Toy Materials Matter

Many folks in the asexual community opt to only masturbate when using a toy. That’s because some folks might experience genital avoidance or repulsion (a feeling of being disconnected from your genitals or generally not comfortable engaging with them). If you experience some level of genital avoidance or repulsion, using your hands to get off might give you goosebumps — in a bad way. Using toys can help give you the physical pleasure and sensations you’re looking for, skin-to-skin contact not required. 

It may be tempting to just buy the first and cheapest toy you find on Amazon, but I’d caution against it. The toy industry isn’t regulated, which means that there isn’t a standard for what is allowed to be sold. That means that some toys are made out of materials widely considered to be toxic or not body-safe. 

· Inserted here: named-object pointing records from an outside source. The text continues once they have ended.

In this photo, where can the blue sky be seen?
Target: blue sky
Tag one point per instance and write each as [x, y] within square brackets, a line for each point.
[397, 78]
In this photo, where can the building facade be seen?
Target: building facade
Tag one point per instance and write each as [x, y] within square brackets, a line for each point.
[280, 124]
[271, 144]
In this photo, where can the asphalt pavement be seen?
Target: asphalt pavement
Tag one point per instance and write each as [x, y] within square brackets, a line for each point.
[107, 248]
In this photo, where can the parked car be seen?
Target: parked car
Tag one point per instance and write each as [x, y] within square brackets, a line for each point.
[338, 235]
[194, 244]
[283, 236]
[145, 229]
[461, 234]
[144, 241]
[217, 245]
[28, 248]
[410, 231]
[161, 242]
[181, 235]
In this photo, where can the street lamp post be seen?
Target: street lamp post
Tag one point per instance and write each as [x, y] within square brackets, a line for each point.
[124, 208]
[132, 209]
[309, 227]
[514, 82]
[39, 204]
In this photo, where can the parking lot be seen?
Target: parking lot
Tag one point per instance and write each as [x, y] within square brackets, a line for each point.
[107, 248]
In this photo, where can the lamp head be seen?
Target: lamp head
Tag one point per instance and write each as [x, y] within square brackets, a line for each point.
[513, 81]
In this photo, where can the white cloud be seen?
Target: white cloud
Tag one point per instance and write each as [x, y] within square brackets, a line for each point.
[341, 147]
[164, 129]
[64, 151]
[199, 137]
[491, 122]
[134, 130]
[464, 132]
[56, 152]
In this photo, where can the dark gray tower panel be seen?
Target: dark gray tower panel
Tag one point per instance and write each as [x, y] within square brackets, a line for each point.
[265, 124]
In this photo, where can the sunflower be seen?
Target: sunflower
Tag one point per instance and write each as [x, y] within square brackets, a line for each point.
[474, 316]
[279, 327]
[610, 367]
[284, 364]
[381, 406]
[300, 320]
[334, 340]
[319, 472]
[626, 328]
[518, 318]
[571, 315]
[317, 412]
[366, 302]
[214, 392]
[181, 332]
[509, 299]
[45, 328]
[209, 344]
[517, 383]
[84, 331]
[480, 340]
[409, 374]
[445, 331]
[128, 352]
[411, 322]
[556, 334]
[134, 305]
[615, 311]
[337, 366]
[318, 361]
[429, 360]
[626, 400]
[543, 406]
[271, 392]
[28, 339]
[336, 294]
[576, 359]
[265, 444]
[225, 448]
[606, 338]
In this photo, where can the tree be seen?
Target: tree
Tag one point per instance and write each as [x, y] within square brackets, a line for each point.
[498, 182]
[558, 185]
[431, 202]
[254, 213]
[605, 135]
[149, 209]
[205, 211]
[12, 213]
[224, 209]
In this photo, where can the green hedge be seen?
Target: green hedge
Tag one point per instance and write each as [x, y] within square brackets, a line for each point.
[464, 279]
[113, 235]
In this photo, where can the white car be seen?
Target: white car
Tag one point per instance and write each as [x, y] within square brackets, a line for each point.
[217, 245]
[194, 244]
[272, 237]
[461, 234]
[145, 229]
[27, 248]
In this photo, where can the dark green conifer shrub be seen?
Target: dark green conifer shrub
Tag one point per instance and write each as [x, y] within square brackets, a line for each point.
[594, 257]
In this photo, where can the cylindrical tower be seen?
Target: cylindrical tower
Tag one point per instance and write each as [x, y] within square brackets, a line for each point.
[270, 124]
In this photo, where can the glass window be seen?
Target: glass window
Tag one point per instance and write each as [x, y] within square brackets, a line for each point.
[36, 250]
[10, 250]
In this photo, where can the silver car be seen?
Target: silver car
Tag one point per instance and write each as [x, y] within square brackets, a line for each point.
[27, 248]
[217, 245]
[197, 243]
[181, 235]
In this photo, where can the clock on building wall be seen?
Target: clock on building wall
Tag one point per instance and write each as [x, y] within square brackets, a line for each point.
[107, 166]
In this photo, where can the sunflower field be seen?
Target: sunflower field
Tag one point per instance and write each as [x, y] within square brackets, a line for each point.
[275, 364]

Rather than list off all of the things that aren’t safe for your body, here’s a simple list of what is safe: 100% silicone, ABS plastic, stainless steel, and borosilicate glass. All of the above are easy to clean and sanitize and aren’t going to chemically degrade in your nightstand. Plus, you can get body-safe toys at every price point! 

Invest in Lube

If you’re interested in partnered sex or masturbation, lube is absolutely essential. First, if you have a vagina and are planning on having sex even though you don’t experience physical arousal, lube can save you a lot of discomfort. Even if you do get wet relatively easily, it’s helpful to have a bottle of lube on-hand just in case things start to dry up. 

Plus, many asexual folks opt to explore anal play. It’s something that can be done solo or with a partner, and for people who experience genital aversion, it can provide pleasant physical stimulation without having to engage with your penis or vulva. Whether you’re playing with just the exterior of the anus or you’re planning on diving deeper, lube is necessary. The anus doesn’t self-lubricate and the mucous membranes in the anus are extremely thin, which makes them prone to tearing without the addition of lube. 

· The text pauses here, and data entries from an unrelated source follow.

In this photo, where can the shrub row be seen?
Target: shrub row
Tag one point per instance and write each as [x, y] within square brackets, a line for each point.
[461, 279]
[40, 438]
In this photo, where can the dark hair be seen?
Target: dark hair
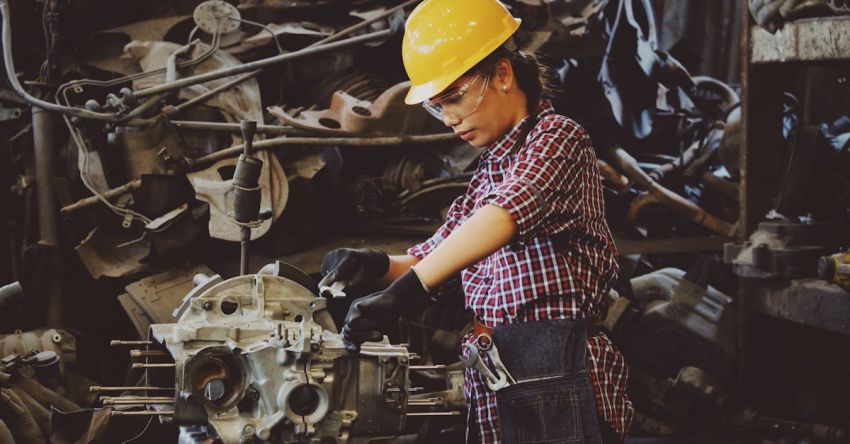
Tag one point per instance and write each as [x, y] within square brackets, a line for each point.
[532, 76]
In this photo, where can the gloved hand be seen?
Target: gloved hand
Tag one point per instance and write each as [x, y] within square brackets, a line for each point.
[353, 267]
[402, 297]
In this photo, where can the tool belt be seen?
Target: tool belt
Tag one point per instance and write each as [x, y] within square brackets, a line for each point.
[479, 328]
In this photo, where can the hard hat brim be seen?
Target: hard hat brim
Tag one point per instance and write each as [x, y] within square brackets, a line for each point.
[419, 93]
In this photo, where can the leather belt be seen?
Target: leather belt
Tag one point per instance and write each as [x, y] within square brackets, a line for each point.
[479, 328]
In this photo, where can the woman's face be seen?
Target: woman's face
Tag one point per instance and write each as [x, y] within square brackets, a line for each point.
[481, 108]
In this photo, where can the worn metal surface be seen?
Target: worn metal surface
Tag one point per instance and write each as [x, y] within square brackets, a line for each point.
[347, 115]
[290, 376]
[160, 294]
[809, 302]
[783, 250]
[57, 340]
[808, 40]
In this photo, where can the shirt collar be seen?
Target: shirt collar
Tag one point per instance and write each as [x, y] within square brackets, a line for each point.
[499, 149]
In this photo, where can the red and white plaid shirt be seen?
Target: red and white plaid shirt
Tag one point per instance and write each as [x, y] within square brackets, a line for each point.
[562, 262]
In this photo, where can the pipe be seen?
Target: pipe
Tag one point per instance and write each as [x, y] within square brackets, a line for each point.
[209, 94]
[209, 159]
[664, 196]
[109, 194]
[48, 221]
[217, 126]
[16, 85]
[42, 134]
[239, 69]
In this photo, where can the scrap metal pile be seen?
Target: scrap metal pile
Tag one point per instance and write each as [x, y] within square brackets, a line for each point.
[123, 129]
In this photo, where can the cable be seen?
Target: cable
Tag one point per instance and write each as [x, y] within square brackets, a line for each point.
[269, 30]
[140, 433]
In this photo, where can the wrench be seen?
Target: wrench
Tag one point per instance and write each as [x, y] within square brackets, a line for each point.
[473, 359]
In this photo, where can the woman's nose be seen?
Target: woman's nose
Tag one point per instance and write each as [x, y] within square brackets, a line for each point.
[450, 120]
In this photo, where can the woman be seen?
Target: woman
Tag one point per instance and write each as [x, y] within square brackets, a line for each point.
[529, 237]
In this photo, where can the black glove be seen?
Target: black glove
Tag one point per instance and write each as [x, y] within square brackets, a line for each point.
[402, 297]
[353, 267]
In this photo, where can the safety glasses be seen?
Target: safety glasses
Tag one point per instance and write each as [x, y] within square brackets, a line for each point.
[458, 103]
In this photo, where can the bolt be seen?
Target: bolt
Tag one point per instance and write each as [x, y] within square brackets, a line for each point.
[264, 433]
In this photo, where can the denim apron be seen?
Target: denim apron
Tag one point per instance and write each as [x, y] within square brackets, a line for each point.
[552, 401]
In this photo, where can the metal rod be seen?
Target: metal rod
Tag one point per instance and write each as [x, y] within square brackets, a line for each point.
[136, 398]
[261, 145]
[120, 342]
[143, 365]
[239, 69]
[98, 388]
[249, 128]
[209, 94]
[141, 412]
[139, 403]
[200, 125]
[425, 402]
[12, 76]
[43, 147]
[142, 353]
[109, 194]
[365, 23]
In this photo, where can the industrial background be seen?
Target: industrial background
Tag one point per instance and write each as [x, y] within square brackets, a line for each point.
[722, 131]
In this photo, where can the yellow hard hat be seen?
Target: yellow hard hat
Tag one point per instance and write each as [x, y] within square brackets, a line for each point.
[445, 38]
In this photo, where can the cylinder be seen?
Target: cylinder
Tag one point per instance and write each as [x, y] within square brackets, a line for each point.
[48, 225]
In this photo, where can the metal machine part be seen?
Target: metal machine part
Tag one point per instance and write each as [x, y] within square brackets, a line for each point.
[217, 16]
[55, 340]
[784, 250]
[258, 357]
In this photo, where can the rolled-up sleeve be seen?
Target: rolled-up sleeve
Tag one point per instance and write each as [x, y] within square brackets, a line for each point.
[456, 214]
[546, 169]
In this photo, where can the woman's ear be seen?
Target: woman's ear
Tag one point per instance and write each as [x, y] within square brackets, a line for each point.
[503, 75]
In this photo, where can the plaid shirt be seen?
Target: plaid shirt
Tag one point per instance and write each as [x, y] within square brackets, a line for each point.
[561, 263]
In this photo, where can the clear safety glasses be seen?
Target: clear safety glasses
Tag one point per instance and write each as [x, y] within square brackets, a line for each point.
[458, 103]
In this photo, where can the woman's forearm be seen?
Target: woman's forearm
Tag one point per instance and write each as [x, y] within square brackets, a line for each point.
[398, 266]
[489, 229]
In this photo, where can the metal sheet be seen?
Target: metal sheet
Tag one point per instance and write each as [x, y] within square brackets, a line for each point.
[160, 294]
[816, 39]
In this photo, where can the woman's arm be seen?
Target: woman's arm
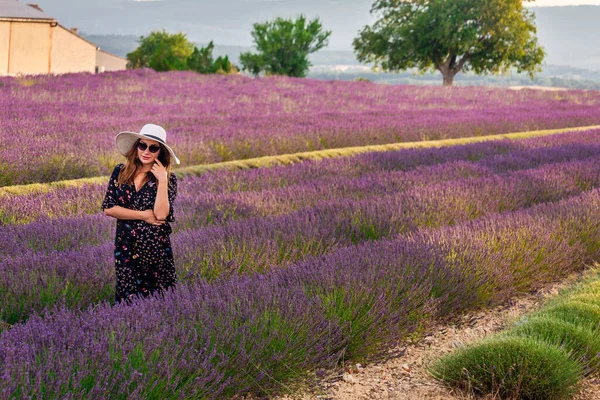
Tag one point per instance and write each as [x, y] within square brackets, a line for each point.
[127, 214]
[119, 212]
[161, 204]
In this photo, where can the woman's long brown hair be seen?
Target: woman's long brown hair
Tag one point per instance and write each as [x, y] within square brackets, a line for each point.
[133, 163]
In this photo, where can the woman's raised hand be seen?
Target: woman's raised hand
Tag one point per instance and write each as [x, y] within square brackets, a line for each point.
[159, 171]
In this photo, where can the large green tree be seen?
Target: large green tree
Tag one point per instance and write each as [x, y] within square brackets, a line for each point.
[161, 51]
[284, 45]
[482, 36]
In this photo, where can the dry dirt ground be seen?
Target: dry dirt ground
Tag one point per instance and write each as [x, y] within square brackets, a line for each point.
[405, 377]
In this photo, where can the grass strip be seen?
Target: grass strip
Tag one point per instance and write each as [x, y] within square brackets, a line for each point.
[543, 356]
[289, 159]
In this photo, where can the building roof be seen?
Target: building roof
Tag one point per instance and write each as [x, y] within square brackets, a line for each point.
[12, 9]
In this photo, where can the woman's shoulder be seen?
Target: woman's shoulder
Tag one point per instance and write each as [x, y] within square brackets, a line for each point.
[117, 170]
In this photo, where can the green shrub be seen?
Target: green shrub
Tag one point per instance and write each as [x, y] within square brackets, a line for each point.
[575, 312]
[581, 341]
[511, 367]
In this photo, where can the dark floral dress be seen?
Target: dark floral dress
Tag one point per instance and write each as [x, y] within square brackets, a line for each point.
[143, 254]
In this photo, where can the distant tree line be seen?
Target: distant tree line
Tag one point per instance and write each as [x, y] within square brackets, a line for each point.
[449, 36]
[162, 51]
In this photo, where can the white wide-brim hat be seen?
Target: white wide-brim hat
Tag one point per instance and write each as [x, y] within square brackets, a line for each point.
[125, 140]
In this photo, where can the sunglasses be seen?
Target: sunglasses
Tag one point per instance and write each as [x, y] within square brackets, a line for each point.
[153, 147]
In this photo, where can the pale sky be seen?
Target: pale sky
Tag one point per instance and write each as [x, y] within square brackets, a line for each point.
[547, 3]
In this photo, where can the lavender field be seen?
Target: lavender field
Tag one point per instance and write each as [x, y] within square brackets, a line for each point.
[64, 127]
[286, 272]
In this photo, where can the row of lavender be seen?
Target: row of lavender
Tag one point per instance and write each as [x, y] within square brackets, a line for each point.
[69, 261]
[265, 332]
[221, 195]
[54, 128]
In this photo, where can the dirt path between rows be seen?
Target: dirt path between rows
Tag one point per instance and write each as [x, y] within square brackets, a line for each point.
[405, 377]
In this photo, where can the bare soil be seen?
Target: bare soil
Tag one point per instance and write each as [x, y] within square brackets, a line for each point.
[405, 377]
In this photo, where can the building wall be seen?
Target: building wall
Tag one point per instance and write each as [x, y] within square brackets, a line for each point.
[70, 53]
[4, 37]
[29, 48]
[108, 62]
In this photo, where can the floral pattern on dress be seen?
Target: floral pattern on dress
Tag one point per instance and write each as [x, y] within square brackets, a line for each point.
[143, 253]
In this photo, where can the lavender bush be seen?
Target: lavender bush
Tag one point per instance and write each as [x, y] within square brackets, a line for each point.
[226, 194]
[72, 260]
[55, 128]
[248, 333]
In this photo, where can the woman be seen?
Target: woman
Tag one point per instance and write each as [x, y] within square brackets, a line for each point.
[140, 196]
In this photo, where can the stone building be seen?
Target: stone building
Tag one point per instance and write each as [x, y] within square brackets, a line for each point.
[31, 42]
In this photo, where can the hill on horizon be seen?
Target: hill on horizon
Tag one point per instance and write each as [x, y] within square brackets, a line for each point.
[567, 33]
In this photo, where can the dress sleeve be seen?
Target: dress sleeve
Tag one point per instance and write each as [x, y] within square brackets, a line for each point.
[172, 193]
[110, 198]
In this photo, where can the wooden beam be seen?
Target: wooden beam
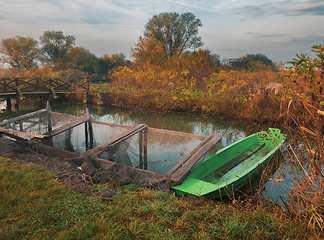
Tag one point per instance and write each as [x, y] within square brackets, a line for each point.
[14, 136]
[103, 147]
[188, 135]
[67, 126]
[191, 162]
[33, 114]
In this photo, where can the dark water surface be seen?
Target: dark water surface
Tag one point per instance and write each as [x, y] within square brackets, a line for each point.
[231, 131]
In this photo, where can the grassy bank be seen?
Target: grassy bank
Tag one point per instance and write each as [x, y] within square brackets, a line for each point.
[35, 206]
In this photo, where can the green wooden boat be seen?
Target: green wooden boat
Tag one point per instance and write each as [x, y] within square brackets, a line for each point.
[231, 167]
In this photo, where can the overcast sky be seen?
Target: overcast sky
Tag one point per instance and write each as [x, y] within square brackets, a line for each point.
[231, 28]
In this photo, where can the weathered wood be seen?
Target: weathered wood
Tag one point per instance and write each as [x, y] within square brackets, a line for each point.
[110, 124]
[188, 135]
[90, 128]
[13, 136]
[49, 120]
[115, 140]
[52, 92]
[67, 126]
[181, 170]
[140, 144]
[18, 91]
[145, 147]
[28, 115]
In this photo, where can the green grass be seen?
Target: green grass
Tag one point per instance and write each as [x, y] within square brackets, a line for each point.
[35, 206]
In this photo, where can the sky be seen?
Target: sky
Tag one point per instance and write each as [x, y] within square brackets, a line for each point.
[231, 28]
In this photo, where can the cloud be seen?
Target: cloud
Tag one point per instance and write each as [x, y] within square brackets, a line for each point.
[311, 8]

If you’re not using any toys, then a silicone or water-based lubricant will work. If you are using toys, I recommend sticking with a water-based lubricant because silicone lubes will harm your silicone toys. And if you are engaging in partnered sex and using barrier methods, remember that you can’t use oil-based lubricants with latex condoms, because the condom will break. 

Remember, having sex or masturbating doesn’t invalidate your asexuality. You might not experience sexual attraction to other people but still want to have sex or masturbate. Your reasons for pursuing sex and sexual pleasure are your own, so don’t let anyone tell you otherwise.